Kein gestrandetes Ufo mit fliegenähnlicher Besatzung aber doch ein Exot in unserer Fauna: Der Signalkrebs Pacifastacus leniusculus wurde in den 60er Jahren aus Nordamerika eingeführt, um einen Ersatz für den heimischen Edelkrebs (Astacus astacus) zu schaffen, dessen Bestände in Deutschland fast flächendeckend von der Krebspest dahingerafft worden sind. Die Krebspest wird durch den Schlauchpilz Aphanomyces astaci ausgelöst, dessen Sporen sich im Körper des befallenen Edelkrebses ausbreiten und zu einem Multifunktionsversagen lebenswichtiger Organe führen. Der Signalkrebs und alle anderen amerikanischen Krebsarten sind resistent gegen die Krankheit, gleichzeitig aber Überträger der Pilzsporen und damit hoch infektiös für den heimischen Edelkrebs. Außerdem ist der Signalkrebs in der Lage, über Land von einem Gewässer in ein anderes zu wechseln, so dass er sich rasch ausbreitet und dort wo er vorkommt alle anderen Krebsarten zurückdrängt. Man sollte ihn deshalb auch nicht im Gartenteich halten. Einmal infizierte Gewässer können nur dann für die Besiedelung durch den Edelkrebs wiedergewonnen werden, wenn es gelingt, sämtliche Fremdkrebse daraus zu entfernen. Dies ist in naturnahen Fließgewässern aber so gut wie unmöglich. Der Name des Signalkrebses bezieht sich auf die großen, weißblauen Flecken am Scherengelenk. Außerdem ist die Unterseite der Scheren auffällig rot gefärbt, wobei die möglichen Farbverläufe von einem hellen Orange bis zu einem dunklen Rostrot reichen können.

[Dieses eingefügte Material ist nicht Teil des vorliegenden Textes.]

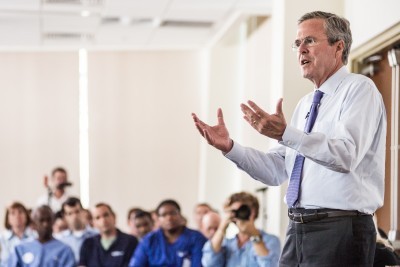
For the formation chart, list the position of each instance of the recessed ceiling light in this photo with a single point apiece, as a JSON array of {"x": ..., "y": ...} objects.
[{"x": 85, "y": 13}]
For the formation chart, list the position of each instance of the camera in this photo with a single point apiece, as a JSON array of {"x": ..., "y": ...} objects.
[{"x": 242, "y": 213}]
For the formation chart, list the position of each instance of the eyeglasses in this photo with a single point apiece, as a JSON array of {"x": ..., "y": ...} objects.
[{"x": 307, "y": 41}]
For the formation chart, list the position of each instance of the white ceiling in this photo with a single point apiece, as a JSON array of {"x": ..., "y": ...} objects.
[{"x": 132, "y": 24}]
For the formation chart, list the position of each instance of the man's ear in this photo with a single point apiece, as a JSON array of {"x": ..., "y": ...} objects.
[{"x": 340, "y": 46}]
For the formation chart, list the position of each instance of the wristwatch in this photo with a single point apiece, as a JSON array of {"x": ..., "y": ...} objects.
[{"x": 256, "y": 238}]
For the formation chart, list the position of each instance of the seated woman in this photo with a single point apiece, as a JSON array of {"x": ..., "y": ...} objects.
[{"x": 17, "y": 221}]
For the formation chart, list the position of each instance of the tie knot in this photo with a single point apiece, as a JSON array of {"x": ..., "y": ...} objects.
[{"x": 317, "y": 96}]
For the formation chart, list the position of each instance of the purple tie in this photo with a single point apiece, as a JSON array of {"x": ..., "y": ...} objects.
[{"x": 293, "y": 191}]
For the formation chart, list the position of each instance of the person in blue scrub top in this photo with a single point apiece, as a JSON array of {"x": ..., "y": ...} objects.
[
  {"x": 173, "y": 245},
  {"x": 45, "y": 251}
]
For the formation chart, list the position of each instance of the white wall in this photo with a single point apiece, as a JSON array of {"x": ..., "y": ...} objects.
[{"x": 373, "y": 18}]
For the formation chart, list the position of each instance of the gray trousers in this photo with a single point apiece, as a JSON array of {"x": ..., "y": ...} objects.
[{"x": 330, "y": 242}]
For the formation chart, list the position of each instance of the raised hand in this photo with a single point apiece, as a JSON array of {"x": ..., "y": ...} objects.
[
  {"x": 271, "y": 125},
  {"x": 218, "y": 135}
]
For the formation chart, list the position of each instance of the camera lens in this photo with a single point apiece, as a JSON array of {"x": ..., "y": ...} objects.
[{"x": 243, "y": 212}]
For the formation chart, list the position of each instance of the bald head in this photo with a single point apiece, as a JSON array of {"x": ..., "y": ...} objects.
[{"x": 210, "y": 223}]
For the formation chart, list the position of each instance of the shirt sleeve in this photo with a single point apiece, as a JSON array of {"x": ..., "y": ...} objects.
[
  {"x": 268, "y": 168},
  {"x": 139, "y": 258},
  {"x": 211, "y": 258},
  {"x": 272, "y": 259},
  {"x": 13, "y": 260},
  {"x": 83, "y": 253}
]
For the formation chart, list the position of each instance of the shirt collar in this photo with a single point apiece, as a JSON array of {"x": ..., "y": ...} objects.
[
  {"x": 332, "y": 84},
  {"x": 9, "y": 234}
]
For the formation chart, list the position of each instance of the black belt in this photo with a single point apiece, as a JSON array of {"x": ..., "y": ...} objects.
[{"x": 308, "y": 215}]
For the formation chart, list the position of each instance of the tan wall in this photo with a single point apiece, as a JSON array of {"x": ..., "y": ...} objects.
[
  {"x": 39, "y": 122},
  {"x": 142, "y": 142}
]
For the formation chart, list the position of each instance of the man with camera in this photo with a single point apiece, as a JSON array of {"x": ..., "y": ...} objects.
[
  {"x": 56, "y": 189},
  {"x": 250, "y": 247}
]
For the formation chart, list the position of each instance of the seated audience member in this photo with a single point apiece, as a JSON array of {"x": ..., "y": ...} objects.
[
  {"x": 77, "y": 230},
  {"x": 56, "y": 189},
  {"x": 131, "y": 218},
  {"x": 16, "y": 223},
  {"x": 87, "y": 218},
  {"x": 109, "y": 248},
  {"x": 173, "y": 245},
  {"x": 59, "y": 224},
  {"x": 250, "y": 247},
  {"x": 143, "y": 223},
  {"x": 45, "y": 251},
  {"x": 199, "y": 211},
  {"x": 210, "y": 224},
  {"x": 154, "y": 216}
]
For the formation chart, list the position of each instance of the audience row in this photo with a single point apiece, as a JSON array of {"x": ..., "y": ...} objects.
[{"x": 93, "y": 239}]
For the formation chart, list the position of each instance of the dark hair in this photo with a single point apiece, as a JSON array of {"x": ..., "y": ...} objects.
[
  {"x": 102, "y": 204},
  {"x": 203, "y": 204},
  {"x": 134, "y": 211},
  {"x": 336, "y": 29},
  {"x": 58, "y": 169},
  {"x": 71, "y": 202},
  {"x": 59, "y": 215},
  {"x": 244, "y": 198},
  {"x": 168, "y": 202},
  {"x": 18, "y": 206},
  {"x": 46, "y": 208},
  {"x": 143, "y": 214}
]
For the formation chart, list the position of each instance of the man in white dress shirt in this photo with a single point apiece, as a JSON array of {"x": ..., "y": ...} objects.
[{"x": 342, "y": 177}]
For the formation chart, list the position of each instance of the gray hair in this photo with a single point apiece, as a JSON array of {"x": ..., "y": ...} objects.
[{"x": 336, "y": 29}]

Das Bild zeigt die Überreste einer Krebsmahlzeit am Ufer des Elzbach, die dort nicht vom Fotografen hinterlassen wurde, sondern von einem unbekannten Fressfeind. Übrigens sollen die Krebse gekocht in Wasser oder einer Bouillon ganz vorzüglich schmecken. Was wiederum ein gutes Beispiel dafür ist, dass man fast allem auch eine positive Seite abgewinnen kann.